Did somebody die after falling on a turnip? You bet. Did a guy die after holding in his pee for too long? Oh, most definitely. You ever hear about someone who was killed by a severed head? Well you're about to.
This list WON'T be including anything from the 20th or 21st centuries. They're still too fresh, and depending on how recent they are, the deceased may still have living relatives. This will strictly be antiquity to the turn of the 20th century.
10. Sir William Payne-Gallwey
Yes, those are turnips. Yes, they're relevant. Just read on.
If you know there's death at the end of a story, and that story starts with firearms, you'd be forgiven for thinking that firearms were the direct cause of the aforementioned death.
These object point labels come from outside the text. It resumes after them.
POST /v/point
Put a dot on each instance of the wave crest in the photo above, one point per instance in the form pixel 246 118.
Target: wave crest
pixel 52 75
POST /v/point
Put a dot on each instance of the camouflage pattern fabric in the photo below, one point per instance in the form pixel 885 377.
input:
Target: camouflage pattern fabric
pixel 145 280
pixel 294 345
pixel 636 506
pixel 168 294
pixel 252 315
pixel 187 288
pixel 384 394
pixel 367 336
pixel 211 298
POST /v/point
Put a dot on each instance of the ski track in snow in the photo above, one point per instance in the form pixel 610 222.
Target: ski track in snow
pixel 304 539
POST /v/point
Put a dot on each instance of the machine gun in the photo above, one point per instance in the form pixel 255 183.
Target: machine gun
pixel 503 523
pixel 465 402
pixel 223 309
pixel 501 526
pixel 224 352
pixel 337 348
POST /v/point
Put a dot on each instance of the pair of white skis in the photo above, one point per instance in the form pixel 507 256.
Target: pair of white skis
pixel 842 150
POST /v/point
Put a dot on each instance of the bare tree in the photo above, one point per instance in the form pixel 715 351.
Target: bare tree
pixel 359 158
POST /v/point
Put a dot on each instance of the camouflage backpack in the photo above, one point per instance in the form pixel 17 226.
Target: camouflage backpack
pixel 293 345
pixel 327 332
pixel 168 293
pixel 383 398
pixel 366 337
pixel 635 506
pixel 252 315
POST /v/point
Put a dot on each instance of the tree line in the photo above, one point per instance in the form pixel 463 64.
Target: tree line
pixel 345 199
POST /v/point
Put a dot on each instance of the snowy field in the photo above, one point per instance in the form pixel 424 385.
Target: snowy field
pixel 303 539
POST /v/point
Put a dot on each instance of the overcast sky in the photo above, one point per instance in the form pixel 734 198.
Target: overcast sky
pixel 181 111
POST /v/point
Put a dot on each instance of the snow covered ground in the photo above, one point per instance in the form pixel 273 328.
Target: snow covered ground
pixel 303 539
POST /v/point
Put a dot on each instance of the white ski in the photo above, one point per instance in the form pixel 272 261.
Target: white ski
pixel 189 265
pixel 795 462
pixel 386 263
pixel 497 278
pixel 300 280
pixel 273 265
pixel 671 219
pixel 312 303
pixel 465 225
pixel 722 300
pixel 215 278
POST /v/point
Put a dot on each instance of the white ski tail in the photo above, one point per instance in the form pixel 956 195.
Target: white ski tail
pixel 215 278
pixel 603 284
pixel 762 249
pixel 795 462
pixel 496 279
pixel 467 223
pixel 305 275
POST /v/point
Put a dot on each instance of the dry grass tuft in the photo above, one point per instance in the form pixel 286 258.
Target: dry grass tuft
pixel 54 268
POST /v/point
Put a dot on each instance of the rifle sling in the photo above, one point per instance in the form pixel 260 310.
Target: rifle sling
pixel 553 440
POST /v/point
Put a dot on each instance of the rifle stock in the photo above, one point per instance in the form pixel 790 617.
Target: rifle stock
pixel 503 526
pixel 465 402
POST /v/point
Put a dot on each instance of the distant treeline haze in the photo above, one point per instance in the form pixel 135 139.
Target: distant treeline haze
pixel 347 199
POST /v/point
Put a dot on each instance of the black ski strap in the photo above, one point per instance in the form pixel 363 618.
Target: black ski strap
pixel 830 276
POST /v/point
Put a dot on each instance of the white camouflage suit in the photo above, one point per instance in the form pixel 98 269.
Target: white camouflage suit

Sometimes, though, the firearm is just a background character, playing second fiddle to the cruel, callous, seemingly indiscriminate machinations of the universe. Such was the case of Sir William Payne-Gallwey, 2nd Baronet. Payne-Gallwey was a Conservative Party MP who sat in the House of Commons from 1851 until 1880, when he stood down.
The very next year, Payne-Gallwey found himself in the parish of Bagby, where he was shooting recreationally. While trouncing through a turnip field, he somehow tripped and fell. He could've tripped over a turnip, or he could've tripped over being in his 70s. The records aren't exactly clear. Whatever the case may have been, he apparently landed on a turnip, an impact that resulted in significant internal injuries. He died not long after.
Now, would he have died of these injuries were he not a 70-something-year-old man in the 1800s? Probably not. Old people are brittle, after all. Still, death by turnip isn't the way anyone wants to go.